Il y a un an environ que Philippe Lavrignais nous entretint d’une sorte de Journal de sa vie à Lyon sur lequel il désirait connaître notre sentiment. Il y avait consigné, croyait-il, quelques remarques intéressantes sur les mœurs et coutumes des habitants de notre ville. Il en envisageait même la publication… Nous étions pleins de méfiance. Bien que notre ami eût changé favorablement depuis son établissement à Lyon, nous redoutions encore en lui les incartades d’un esprit naturellement impatient de nos fortes disciplines — de cet esprit parisien qui, depuis des siècles, piétine en caracolant les choses les plus respectables comme un poulain lâché dans un potager. Nous redoutions, sans le lui avouer, que ces prétendues observations sur nos mœurs ne fussent que d’impertinentes plaisanteries, et nous n’acceptâmes de les entendre qu’en nous contraignant tous.

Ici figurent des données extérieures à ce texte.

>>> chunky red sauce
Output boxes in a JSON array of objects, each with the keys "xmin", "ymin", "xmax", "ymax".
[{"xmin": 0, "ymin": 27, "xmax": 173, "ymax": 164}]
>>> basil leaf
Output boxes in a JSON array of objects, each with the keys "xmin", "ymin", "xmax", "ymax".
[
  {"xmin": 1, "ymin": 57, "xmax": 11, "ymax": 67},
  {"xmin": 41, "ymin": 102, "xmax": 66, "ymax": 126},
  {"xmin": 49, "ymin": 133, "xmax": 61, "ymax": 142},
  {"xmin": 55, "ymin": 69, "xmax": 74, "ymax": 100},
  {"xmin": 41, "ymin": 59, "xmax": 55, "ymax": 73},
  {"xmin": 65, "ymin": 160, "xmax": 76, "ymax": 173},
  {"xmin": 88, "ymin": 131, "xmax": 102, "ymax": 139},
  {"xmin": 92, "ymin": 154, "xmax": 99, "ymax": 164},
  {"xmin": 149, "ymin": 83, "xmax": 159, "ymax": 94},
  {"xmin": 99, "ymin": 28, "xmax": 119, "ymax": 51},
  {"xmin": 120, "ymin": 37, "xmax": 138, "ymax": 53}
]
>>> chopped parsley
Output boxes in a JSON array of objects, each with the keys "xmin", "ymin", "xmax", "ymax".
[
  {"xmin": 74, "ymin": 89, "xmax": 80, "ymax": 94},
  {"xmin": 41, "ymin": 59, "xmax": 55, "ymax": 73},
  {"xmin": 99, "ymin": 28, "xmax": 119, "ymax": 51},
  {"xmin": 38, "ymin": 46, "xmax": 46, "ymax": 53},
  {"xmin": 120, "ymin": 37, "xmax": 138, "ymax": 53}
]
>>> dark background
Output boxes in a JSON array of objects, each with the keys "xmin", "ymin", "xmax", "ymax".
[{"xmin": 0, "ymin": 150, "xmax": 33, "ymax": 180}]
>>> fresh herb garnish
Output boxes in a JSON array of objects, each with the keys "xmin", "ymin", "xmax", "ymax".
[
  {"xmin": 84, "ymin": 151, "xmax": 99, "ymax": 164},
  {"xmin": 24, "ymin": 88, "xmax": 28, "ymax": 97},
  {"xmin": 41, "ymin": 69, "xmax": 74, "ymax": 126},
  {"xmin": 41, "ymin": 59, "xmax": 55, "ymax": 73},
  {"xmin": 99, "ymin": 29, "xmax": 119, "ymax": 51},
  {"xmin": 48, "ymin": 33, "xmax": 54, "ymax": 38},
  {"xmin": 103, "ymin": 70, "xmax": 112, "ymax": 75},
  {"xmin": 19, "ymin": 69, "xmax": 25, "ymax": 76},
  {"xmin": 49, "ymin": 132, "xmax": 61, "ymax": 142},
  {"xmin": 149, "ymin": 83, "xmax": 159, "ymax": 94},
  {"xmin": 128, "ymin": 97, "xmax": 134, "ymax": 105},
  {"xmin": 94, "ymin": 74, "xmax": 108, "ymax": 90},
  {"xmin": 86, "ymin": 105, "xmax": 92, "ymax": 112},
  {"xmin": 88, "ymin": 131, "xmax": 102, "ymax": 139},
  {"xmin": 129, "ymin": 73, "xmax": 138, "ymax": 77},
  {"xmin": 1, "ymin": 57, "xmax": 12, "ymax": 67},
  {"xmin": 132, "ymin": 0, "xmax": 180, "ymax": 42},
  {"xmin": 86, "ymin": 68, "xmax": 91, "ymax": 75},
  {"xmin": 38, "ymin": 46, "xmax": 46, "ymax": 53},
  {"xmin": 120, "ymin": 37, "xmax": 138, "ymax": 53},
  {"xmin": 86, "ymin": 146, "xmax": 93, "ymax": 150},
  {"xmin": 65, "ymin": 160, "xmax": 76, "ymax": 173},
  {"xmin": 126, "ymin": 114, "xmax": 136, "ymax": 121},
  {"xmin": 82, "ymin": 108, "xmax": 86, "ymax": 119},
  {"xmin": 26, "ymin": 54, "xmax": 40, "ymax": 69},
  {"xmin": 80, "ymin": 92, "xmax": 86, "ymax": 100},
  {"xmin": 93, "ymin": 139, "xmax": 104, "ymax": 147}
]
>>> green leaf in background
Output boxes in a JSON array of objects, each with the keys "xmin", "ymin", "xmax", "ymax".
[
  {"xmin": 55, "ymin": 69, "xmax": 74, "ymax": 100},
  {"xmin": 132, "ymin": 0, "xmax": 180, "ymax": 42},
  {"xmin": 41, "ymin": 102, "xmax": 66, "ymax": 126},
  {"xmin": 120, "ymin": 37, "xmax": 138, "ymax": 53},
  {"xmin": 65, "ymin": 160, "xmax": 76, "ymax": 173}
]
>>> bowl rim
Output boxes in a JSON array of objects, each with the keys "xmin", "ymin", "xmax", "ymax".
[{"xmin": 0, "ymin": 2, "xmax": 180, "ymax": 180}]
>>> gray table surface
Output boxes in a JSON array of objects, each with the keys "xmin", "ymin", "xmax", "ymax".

La lecture dura plusieurs heures ; cependant elle nous parut courte. Notre surprise grandissait à chaque page tant ce que nous entendions allait à l’encontre de nos secrètes appréhensions. Point de fantaisie malséante, de charge, de caricature : la vérité, l’humble et profonde vérité exprimée avec je ne sais quelle naïveté sublime. Autour de moi, les visages rassérénés s’épanouissaient, les approbations se multipliaient…
Jamais, nous semblait-il, on n’avait encore tracé de notre haute société une image aussi fidèle, exposé avec autant de clarté les grands principes qui en règlent la conduite et les usages, si nettement expliqué ses contradictions apparentes. « Grâce à vos travaux, lui disions-nous, la vie lyonnaise n’a plus ni difficulté, ni mystère. Elle devient accessible à tous et tous voudront s’y engager tant vous en avez dévoilé les charmes avec art et amour. » Nous lui disions aussi : « Vous n’avez pas craint de vous donner en exemple et, de cela, vous serez loué particulièrement, car c’est ici une ambition qui nous talonne tous. Cette conversion d’un Parisien frondeur à une existence respectueusement soumise aux plus nobles contraintes sera, n’en doutez pas, appréciée comme elle le mérite. Votre œuvre réunit tous les attraits : la vérité et l’édification. »
Notre ami accepta nos louanges avec reconnaissance et modestie. Puis il nous confia que si le souci de la vérité ne l’avait pas quitté au cours de son œuvre, il avait surtout obéi, en l’écrivant, à des considérations d’ordre pratique. Songeant aux nombreux étrangers que les affaires amènent dans notre ville, il avait conçu ce livre comme une sorte de guide-âne à leur usage. Et il espérait que, grâce aux avertissements, conseils et exhortations qu’il y avait enfermés, ceux-ci sauraient s’attirer infailliblement les sympathies de la meilleure société, sans connaître ces amères quarantaines dont il avait tant pâti lui-même et qu’il attribuait à quelques imprudences de conduite et de langage. Nous lui répliquâmes avec conviction que non seulement il instruirait les étrangers mais qu’il aiderait encore beaucoup de Lyonnais à se mieux connaître en leur donnant, par surcroît, quelques raisons de plus de s’estimer…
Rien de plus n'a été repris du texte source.